Let $G$ be a cyclic group, and $a,b$ two generators of $G$. Prove that exists automorphism $f$ such that $f(a)=b$ and that if $f$ is an automorphism then $f(a)$ generates $b$.
$G$ is cyclic, thus every $x\in G$ is $x=a^n$ and $x=b^m$. The considering $a^n= b^m$, is it possible to define $f(a)=a^{(n/m)}$? It'd be $f(a)=b$, but the $f$ defined needs to satisfy $f(ca)=f(a)$ if $f$ is automorphism, and with the $f$ I defined is $f(ca)=cf(a)$.
(1) define $f(a)=b$. Then take $f(a^k)=b^k$. That defines a bijection. To show that it is an automorphism all we need is that $f(gh)=f(g)f(h)$. But that follows immediately from the definition of $f$.

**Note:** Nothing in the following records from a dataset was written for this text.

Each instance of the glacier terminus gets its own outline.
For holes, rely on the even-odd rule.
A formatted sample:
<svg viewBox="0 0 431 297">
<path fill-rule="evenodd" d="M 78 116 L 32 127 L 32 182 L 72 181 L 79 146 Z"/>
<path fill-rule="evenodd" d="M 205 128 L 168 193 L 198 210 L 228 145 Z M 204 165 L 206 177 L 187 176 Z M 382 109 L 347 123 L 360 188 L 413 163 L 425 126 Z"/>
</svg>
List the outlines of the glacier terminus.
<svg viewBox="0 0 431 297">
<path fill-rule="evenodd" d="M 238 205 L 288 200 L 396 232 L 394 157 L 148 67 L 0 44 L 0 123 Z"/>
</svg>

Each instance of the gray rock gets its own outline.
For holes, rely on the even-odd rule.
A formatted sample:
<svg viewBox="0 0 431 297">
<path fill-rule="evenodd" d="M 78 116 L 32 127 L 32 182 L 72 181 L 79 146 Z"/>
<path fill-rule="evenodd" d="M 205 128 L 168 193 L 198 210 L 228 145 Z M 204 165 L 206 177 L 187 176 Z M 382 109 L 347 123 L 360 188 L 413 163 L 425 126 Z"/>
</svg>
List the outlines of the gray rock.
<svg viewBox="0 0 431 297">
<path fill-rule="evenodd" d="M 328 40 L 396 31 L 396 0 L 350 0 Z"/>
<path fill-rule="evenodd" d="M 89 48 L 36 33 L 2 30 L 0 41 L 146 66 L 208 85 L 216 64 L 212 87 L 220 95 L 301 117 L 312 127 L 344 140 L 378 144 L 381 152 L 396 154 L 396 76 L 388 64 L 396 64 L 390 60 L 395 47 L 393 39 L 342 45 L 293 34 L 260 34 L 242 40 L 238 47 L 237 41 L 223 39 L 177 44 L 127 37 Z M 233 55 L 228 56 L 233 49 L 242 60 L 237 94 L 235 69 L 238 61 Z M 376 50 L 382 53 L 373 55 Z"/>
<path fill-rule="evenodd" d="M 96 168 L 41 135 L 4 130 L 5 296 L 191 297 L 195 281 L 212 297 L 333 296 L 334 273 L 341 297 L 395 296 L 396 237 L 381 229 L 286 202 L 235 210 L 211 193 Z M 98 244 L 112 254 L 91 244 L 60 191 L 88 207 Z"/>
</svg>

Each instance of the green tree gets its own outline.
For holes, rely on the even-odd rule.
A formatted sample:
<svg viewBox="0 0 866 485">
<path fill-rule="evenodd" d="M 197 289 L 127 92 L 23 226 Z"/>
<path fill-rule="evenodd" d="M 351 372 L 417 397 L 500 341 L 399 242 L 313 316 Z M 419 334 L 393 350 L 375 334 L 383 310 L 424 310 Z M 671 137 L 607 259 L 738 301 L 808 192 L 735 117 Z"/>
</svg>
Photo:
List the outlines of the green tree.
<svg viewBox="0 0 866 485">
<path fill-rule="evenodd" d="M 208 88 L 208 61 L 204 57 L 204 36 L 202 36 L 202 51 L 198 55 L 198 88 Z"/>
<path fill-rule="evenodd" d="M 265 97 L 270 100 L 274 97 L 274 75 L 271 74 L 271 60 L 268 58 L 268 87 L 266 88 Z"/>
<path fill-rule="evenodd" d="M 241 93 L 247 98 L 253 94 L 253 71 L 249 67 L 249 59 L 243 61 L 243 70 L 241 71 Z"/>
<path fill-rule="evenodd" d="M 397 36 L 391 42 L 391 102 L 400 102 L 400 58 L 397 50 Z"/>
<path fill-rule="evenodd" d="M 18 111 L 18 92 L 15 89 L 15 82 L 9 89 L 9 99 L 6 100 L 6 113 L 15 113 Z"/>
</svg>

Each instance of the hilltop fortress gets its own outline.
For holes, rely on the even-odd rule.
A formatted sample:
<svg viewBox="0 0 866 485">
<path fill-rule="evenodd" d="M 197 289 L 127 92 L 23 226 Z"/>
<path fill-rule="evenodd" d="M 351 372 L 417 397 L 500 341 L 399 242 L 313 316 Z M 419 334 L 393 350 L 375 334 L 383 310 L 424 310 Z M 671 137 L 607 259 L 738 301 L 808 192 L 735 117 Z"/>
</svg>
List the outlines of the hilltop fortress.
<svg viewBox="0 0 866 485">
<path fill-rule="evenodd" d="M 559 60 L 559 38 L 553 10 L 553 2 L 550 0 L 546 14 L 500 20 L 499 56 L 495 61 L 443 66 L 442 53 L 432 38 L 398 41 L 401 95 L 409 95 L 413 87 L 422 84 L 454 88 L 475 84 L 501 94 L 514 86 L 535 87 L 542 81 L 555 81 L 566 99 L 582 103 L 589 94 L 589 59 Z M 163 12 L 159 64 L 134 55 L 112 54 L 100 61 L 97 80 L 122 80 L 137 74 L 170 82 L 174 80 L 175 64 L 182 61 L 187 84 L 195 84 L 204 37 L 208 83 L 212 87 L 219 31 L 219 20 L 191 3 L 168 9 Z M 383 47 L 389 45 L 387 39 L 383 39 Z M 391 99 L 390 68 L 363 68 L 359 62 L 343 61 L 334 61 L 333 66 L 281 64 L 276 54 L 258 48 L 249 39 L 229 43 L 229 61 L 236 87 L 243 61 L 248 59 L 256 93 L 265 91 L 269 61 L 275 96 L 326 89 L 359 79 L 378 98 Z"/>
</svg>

(2) Here we are given that $f$ is an automorphism. So suppose $f(a)=g$. We want to show that $g^k=b$ for some $k$. But $f$ must be surjective, so if the order of the group is $n$, then the elements $f(a),f(a^2),\dots f(a^n)$ must be just a rearrangement of the elements of $G$, so we must have $f(a^k)=b$ for some $k$. But $f(a^k)=g^k$, so $g^k=b$.